Peripheral dispute becomes alliance dilemma; local conflict acquires systemic significance.
Declared grievances interact with the deeper rise/fear mechanism.
Naval restraint is undermined by mortality shock and civic time-horizon collapse.
Imperial punishment and civil strife expose deterrence, revenge, and moral inversion.
Operational surprises destabilize diplomatic expectations.
Treaty form survives while conflict logic continues; neutrality is violently tested.
Ambition, misinformation, logistics, and enemy adaptation converge into catastrophe.
External patronage and internal regime struggle reshape the war after disaster.
Weeks 1-2 · Method and causes
Read Book 1 with a three-column notebook: declared causes, deep causes, and decision pressures. Output: one causal graph of 1.23.
Weeks 3-4 · Empire, law, punishment
Read Mytilene, Plataea, and Melos as a sequence: revolt, legal memory, neutral vulnerability, exemplary coercion.
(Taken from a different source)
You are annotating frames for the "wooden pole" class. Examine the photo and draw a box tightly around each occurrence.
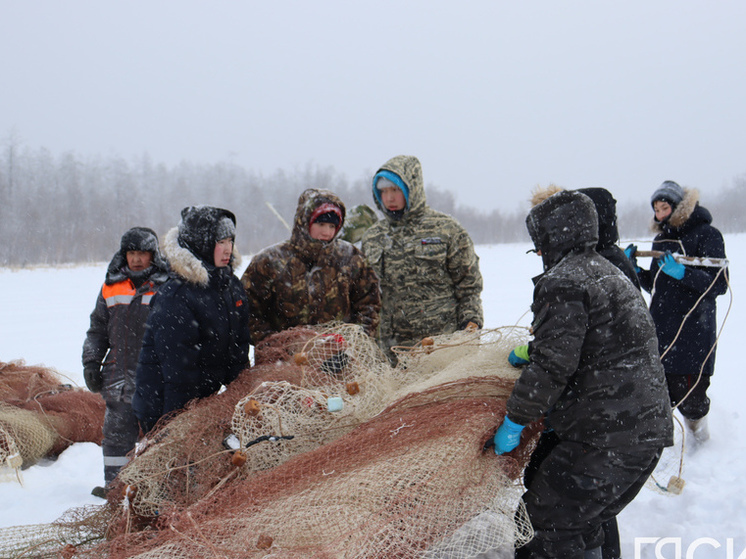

Weeks 5-6 · Domestic politics and speech
Track the Funeral Oration, plague, Mytilenean Debate, stasis, Sicilian Debate, and oligarchic coup as regime-stress episodes.
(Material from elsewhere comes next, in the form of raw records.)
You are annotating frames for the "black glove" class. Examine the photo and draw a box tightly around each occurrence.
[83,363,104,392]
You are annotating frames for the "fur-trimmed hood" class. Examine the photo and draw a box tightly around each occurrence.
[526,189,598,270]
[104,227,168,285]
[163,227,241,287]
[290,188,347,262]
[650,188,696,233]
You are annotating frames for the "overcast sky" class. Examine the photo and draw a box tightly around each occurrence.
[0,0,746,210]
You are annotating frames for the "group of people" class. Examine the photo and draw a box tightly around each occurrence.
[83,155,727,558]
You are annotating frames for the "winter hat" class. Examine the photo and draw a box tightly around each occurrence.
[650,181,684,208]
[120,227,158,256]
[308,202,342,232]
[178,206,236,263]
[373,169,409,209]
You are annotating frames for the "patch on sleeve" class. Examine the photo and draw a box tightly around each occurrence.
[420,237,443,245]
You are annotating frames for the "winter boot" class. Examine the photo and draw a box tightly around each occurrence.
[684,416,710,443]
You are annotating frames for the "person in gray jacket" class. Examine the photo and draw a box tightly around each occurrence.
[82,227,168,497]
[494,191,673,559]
Weeks 7-8 · Strategy and modern translation
Read Pylos, Brasidas, Sicily, Persia, and Samos as strategy cases. Output: modern IR/IL comparison matrix and one policy memo.
This page intentionally goes beyond a normal reading guide. It treats Thucydides as a method engine for studying war, power, law, rhetoric, domestic order, and institutional failure. Modern terms such as “security dilemma,” “jus ad bellum,” “sovereign equality,” and “IHL” are used as translation lenses, not as claims that Thucydides possessed modern legal doctrine.
Do not flatten
Thucydides is not simply “might makes right.” He often stages that claim so its consequences can be judged.
Do not anachronize
Use modern international law as a contrast layer. Do not pretend the UN Charter existed in classical Greece.
Do operationalize
Convert every episode into causes, actors, incentives, legal claims, speech acts, information conditions, and outcomes.